4. The second heart
Once married, Manuel and Isabela’s love grew even stronger. Enjoying all the comfort of the royal court their lives were as calm and blissful as an endless summer day. From dawn till dusk the shiny marble halls and the hidden gardens of the palace echoed with music, cheers and laughter. But happiness is as short lived as an ant’s wings, and while the lovers praised their beautiful life to the delight of the king and all his subjects, a pair of cold, beautiful eyes, teeming with jealousy and yearning, was constantly spying them from the shadows.
Then, one day, it so happened that the princess wanted to go with her maids at the city’s market and buy new garments for herself, leaving Manuel alone in the palace. The restless youth waited for his lover’s return, but after many hours there was still no news from her. Fearing for her safety Manuel prepared to run and join her at the market when a servant came and asked the boy to follow him to the queen’s apartment. Once arrived, Manuel found himself in a place of unparalleled wealth and beauty. Drapes of transparent silk and shiny silver lamps came down from the ceiling surrounded by a dim red light. All over those obscure rooms were pale silhouettes of statues, of slim porphyry pillars and of priceless pieces of furniture. Dumbfounded, Manuel looked around. The servant was gone. An uneasy stillness engulfed the lonely youth. Suddenly, he heard a soft voice:
“There is no one here but you and me. I made sure that Isabella won’t be back till late in the evening. Don’t be afraid my beloved; we have all the time in the world.”

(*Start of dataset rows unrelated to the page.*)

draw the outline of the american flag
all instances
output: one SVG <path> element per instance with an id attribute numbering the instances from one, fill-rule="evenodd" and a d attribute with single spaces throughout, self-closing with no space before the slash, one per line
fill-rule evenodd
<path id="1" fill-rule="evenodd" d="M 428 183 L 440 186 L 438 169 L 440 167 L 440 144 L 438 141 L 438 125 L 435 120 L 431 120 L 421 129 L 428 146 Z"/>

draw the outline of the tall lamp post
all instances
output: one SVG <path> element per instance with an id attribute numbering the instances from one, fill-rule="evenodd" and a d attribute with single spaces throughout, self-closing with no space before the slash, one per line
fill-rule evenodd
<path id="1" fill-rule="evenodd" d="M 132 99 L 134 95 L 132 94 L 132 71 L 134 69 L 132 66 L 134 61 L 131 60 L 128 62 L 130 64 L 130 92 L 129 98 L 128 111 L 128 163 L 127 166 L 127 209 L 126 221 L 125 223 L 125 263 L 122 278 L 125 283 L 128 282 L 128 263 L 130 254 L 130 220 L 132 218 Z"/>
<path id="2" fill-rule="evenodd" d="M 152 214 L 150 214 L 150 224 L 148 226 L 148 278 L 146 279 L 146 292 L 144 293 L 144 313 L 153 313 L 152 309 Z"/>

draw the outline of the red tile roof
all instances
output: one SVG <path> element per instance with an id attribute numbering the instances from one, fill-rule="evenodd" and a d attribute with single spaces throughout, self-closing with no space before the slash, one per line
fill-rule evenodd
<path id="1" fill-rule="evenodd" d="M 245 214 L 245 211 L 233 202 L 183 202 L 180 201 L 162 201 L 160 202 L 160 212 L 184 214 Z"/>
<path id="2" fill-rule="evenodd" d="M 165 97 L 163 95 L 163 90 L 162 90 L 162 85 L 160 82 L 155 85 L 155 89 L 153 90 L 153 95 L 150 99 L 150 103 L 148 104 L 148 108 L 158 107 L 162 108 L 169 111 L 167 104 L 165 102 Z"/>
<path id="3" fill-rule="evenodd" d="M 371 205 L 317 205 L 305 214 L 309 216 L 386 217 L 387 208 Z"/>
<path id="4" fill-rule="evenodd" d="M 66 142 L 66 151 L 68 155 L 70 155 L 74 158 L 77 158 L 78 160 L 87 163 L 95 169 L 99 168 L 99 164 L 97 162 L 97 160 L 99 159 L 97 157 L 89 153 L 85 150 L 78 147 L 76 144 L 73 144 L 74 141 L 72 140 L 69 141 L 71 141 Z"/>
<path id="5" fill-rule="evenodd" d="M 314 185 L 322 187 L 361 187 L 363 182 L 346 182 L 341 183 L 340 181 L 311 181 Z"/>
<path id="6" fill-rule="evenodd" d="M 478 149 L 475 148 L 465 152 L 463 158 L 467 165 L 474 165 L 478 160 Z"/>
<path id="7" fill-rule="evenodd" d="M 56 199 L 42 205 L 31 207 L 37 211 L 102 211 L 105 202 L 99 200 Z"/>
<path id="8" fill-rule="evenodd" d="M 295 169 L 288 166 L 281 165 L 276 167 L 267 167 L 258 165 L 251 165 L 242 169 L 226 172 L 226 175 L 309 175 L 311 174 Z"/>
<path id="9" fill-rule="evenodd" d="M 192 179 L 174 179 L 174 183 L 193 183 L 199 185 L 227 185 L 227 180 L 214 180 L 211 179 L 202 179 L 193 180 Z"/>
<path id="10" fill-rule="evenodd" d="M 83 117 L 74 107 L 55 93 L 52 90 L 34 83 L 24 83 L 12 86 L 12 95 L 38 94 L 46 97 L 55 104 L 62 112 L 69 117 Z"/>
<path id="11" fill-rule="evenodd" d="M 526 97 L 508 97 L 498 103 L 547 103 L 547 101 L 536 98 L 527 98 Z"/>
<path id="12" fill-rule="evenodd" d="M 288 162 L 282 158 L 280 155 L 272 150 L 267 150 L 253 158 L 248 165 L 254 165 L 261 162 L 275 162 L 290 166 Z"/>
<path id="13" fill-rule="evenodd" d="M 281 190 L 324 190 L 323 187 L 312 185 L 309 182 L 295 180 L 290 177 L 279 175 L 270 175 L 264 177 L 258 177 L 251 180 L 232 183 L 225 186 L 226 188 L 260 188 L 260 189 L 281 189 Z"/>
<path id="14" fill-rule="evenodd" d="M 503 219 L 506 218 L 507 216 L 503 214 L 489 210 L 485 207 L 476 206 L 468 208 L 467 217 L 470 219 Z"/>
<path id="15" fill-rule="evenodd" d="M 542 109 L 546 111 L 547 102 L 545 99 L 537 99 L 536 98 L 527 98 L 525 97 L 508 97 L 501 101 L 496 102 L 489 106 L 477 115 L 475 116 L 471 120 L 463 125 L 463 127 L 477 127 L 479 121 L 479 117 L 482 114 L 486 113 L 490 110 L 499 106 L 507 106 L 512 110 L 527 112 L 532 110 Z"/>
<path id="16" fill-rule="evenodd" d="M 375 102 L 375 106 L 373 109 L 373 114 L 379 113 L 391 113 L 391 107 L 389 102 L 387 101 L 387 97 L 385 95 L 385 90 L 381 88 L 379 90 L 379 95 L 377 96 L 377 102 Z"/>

“What is going on?” asked Manuel while his heart was throbbing.
Then, from a sofa, behind the soft drapes of silk he saw a naked woman approaching. It was none other than the queen herself. Her body was as white as milk and her eyes, much like those of her daughter’s, pierced Manuel’s chest, making him shiver. Constance was a woman worthy of her reputation. Her beauty, always incarcerated by the many layers of clothing, was now completely exposed. There was no charm that God had spared her body of. In poor Manuel’s eyes she seemed to outshine even his beloved Isabella.
“My queen, what you are showing me is both reckless and sinful. My love for Isabella is as strong as ever and there is no room left for another woman in my heart,” the young man whispered.
But Constance kissed Manuel and touched him with the skills of a woman well accustomed with the art of earthly pleasures and said:
“There will be no talk of love until you try the fruit I have to offer.”
And once she got the youth’s solid confirmation that her charms had vanquished him, she tried to make love to him.
But Manuel downright refused and pushed her away. He then left her apartment never to return, never to talk to her, never to look her in the eyes.
The insulted queen shook with rage and gazed at her situation. If, by any chance Manuel divulged her desire for him she would be lost. From then on, she sent her spies to watch the boy relentlessly, reminding him of the ever-looming threat that now hanged above his head. But Manuel kept quiet. He feared too much he had somehow been responsible for all that happened, and he didn’t want to raise any doubts about his fidelity to Isabella.
But it was too late, the queen’s pride had been tattered; her fury had been unleashed. She wanted revenge. Manuel’s fate was sealed.